The internet disruptions Saturday — occurring shortly after a top bureaucrat publicly confessed to helping manipulate election results in five districts under his supervision — gave credence to allegations of vote fraud.
Liaqat Ali Chatha, commissioner of Rawalpindi Division, where the military is also headquartered, told reporters in his office that he was resigning from his post and turning himself in to police custody.
Chatha accused Pakistan's chief election commissioner and the chief justice of orchestrating the electoral wrongdoing, charges that both denied. A high-level investigation has since been launched.
Pakistan's interim Prime Minister Anwaar-ul-Haq Kakar, apparently responding to criticism of top government functionaries over their alleged interference in the disputed elections, warned that such a campaign was a breach of law.

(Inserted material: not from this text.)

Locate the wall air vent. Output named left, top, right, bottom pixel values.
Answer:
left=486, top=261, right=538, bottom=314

Kakar's office quoted him as saying in a statement that "some elements" were "using different tricks, including the weaponization of social media in blackmailing and pressurizing civil servants to switch their loyalties from the state of Pakistan to the violent gang."
The prime minister did not elaborate and added, "The state of Pakistan shall defend the civil servants in discharging their constitutional duties, act against these violent trolls and ensure exemplary punishment to them."
Critics said pro-democracy activists in Pakistan had been using X and other social media platforms to get around sweeping media censorship in the lead-up to, on, and after the February 8 vote.
The independent Human Rights Commission of Pakistan, or HRCP, also criticized the government for blocking internet access, saying such actions "bleed online businesses and comers" at a time when the national economy is already struggling.
"It also infringes on people's right to democratic decision-making, information, and expression. This practice must stop immediately," the HRCP said in a post on X.